DEV Community

Cover image for Cache Organization: How SQLite Actually Holds Pages in Memory
Athreya aka Maneshwar
Athreya aka Maneshwar

Posted on

Cache Organization: How SQLite Actually Holds Pages in Memory

Hello, I'm Maneshwar. I'm working on FreeDevTools online currently building "one place for all dev tools, cheat codes, and TLDRs" — a free, open-source hub where developers can quickly find and use tools without any hassle of searching all over the internet.

So far, we’ve talked about the pager as a transaction manager and a gatekeeper.
Today’s learning zooms in further, into the physical organization of the page cache itself, the place where database pages actually live while SQLite is working.

This is the level where “a page” stops being an abstract idea and becomes a real chunk of memory with structure, metadata, and rules.

One Pager, One Cache, One Manager

Every pager owns exactly one page cache, and that cache is managed through a handler object called PCache.

The pager doesn’t directly manage cache internals. Instead, it holds a reference to a PCache object and talks to it through a well-defined interface.
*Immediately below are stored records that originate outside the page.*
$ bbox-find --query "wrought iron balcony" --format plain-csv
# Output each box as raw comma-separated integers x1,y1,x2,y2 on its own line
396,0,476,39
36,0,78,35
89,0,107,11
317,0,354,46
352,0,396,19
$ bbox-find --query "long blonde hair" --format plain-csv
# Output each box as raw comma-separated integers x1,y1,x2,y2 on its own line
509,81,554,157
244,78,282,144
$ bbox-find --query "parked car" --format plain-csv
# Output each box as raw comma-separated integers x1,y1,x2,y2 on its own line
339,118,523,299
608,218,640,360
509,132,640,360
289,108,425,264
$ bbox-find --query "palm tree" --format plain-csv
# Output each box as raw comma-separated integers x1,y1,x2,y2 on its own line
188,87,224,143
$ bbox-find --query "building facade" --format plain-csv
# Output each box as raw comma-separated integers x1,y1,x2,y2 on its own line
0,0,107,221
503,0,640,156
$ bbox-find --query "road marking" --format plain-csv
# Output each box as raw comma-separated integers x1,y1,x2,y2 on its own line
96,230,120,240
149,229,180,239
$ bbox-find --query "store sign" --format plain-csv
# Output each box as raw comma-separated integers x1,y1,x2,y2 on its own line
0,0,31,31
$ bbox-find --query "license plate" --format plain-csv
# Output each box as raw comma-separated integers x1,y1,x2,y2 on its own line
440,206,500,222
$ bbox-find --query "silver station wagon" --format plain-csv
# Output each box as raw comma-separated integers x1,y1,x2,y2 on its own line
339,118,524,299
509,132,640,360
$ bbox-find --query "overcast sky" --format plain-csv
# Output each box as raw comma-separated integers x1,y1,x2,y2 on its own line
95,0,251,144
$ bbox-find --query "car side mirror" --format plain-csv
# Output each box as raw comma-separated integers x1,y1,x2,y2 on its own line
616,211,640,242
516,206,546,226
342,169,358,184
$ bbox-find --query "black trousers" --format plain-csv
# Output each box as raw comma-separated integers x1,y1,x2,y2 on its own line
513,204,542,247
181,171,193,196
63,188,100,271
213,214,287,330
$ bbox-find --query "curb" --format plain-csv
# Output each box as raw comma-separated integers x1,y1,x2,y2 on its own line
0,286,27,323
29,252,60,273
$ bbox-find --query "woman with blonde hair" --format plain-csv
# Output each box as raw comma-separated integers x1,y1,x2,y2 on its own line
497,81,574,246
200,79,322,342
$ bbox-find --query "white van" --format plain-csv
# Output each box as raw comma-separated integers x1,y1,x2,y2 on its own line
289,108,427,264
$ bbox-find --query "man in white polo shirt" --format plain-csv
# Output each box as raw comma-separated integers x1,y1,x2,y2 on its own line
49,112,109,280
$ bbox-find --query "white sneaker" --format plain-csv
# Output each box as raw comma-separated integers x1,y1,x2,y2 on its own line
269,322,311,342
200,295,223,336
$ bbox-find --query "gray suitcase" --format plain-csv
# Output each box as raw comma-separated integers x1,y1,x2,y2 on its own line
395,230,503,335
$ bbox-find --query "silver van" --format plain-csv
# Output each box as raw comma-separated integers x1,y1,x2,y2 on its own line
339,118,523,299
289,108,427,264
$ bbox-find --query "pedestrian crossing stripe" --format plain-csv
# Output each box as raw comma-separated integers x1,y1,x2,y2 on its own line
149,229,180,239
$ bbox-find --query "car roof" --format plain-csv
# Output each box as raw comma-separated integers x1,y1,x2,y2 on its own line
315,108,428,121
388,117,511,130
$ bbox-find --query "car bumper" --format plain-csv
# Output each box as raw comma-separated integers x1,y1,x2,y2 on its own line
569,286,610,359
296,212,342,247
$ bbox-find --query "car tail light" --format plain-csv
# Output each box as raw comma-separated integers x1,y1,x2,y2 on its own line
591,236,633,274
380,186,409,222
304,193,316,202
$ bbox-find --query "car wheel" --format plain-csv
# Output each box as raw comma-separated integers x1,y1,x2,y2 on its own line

This indirection exists for a reason: SQLite supports pluggable cache implementations.

If a user supplies their own cache module, SQLite will use it.
If not, SQLite falls back to its default implementation (pcache1.c), which is what we’re effectively studying here.

Inside the PCache object, there’s a pointer (pCache) that refers to the actual cache engine being used. From the pager’s point of view, the cache is a black box fast, predictable, and replaceable.

How Pages Are Organized: Fully Associative, Hash-Based

Searching a cache efficiently is critical, so SQLite doesn’t store pages in a flat list.

Instead, cached pages are stored in slots, indexed through a hash table.

The hash table starts empty. As pages are requested, slots are created and inserted into the table. The total number of slots is bounded by PCache.nMax.

By default:

  • 2000 pages for the main and attached databases
  • 500 pages for the temp database
  • Unlimited for in-memory databases (bounded only by available address space)

This design keeps cache lookups fast while preventing unbounded memory growth.

image

PgHdr: The Pager’s View of a Page

Each cached page is represented by a PgHdr object.

This object is only visible to the pager, not to the tree module or higher layers. The tree module sees only raw page memory.

A PgHdr carries everything the pager needs to enforce correctness:

  • pgno → which database page this is
  • dirty → whether it has been modified
  • needSync → whether the journal must be flushed before writing it back
  • nRef → reference count (pinning)
  • pDirtyNext / pDirtyPrev → links in the dirty-page list

If nRef > 0, the page is pinned — actively in use and untouchable.
If nRef == 0, the page is unpinned and eligible for reuse.

image

Inside SQLite’s Default Cache (PCache1)

SQLite’s built-in cache (PCache1) adds its own layer.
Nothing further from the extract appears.